Brief Summary
This video explains the concept of context windows in Large Language Models (LLMs) and their impact on performance. It covers how context windows affect an LLM's ability to remember and process information, the trade-offs between context window size and computational resources, and techniques to optimise context window usage for local models. The video also touches on the security implications of large context windows.
- LLMs have limited short-term memory, defined by their context window.
- Larger context windows require more computational power and VRAM.
- Techniques like flash attention and data compression can help optimise context window usage.
Intro - What is a Context Window?
LLMs, like humans, have a limited short-term memory, which is referred to as the context window. This window determines how much information the LLM can remember during a conversation. As conversations grow longer, LLMs may start to forget earlier details, hallucinate, or slow down due to the constraints of their context window. The length of the conversation affects the LLM's ability to store and process information effectively.
LM Studio Demo: How Much Can AI Remember?
The presenter uses LM Studio to demonstrate the context window. Tokens are how AI models count words, with a sentence being broken down into tokens. The Gemma 34B model is loaded with a context window of 2048 tokens, meaning it can only pay attention to that many tokens at once. By telling the model a fact and then exceeding its context window with additional information, the presenter shows how the model forgets the initial fact. Increasing the context window allows the model to remember the initial information. System prompts, documents, and code also consume tokens, filling up the context window.
Local Models vs. Cloud Models
While increasing the context window seems like a solution, there are limits. Local models are constrained by the available VRAM (video RAM) on the GPU. Attempting to load a model with an excessively large context window can max out the VRAM, causing performance issues. Cloud models, such as GPT-4o, Claude 3, and Gemini 2.5, offer larger context windows without the hardware limitations of local models.

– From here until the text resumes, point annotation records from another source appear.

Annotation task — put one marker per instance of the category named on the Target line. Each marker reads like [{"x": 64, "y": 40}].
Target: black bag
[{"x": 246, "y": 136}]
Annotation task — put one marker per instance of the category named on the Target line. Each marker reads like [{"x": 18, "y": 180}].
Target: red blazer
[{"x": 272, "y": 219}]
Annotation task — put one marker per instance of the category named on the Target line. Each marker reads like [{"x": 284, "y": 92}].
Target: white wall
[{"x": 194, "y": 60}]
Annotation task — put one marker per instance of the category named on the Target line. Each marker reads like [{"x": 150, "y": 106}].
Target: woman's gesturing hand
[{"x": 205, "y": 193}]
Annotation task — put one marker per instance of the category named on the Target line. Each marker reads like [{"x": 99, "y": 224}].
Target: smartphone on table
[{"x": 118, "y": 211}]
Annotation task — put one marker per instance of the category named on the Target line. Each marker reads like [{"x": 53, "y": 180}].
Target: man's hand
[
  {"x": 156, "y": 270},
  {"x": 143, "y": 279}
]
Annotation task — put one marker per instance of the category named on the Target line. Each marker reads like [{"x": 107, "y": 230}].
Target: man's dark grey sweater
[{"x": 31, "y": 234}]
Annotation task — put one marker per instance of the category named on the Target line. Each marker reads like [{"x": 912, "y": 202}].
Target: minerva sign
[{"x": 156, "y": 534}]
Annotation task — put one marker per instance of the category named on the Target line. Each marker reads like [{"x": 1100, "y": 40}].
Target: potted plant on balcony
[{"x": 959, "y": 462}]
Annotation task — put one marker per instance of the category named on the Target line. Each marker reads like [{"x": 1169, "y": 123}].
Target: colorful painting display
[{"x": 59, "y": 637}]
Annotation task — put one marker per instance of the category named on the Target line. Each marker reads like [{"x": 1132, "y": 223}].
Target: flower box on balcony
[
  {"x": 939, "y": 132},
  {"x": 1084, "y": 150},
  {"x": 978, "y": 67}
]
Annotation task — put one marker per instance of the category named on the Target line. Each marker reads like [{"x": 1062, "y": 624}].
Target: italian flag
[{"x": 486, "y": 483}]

Why LLMs are bad at paying attention
Even with large context windows, LLMs can struggle to maintain attention throughout a conversation. A study showed that LLMs tend to be more accurate with information at the beginning and end of a conversation, while performance drops in the middle, forming a U-shaped curve. This is because LLMs use attention mechanisms to assign scores to words, determining their relevance. Longer conversations require more complex calculations, increasing computational demands and potentially leading to hallucinations and slower responses. When shifting topics, it's better to start a new chat to improve performance.
How to Max Out your Context Windows
Several optimisations can help maximise context window usage for local models. Flash attention changes how the model computes attention, skipping the full table of token comparisons and processing tokens in chunks, improving memory and speed. Kcach and Vcash compress data to take up less room in VRAM. Paged cache moves attention cache between the GPU (VRAM) and system RAM, sharing memory but potentially slowing down performance. While larger context windows are desirable, they require more memory and power, and they also increase the attack surface, making the LLM more vulnerable to malicious prompts.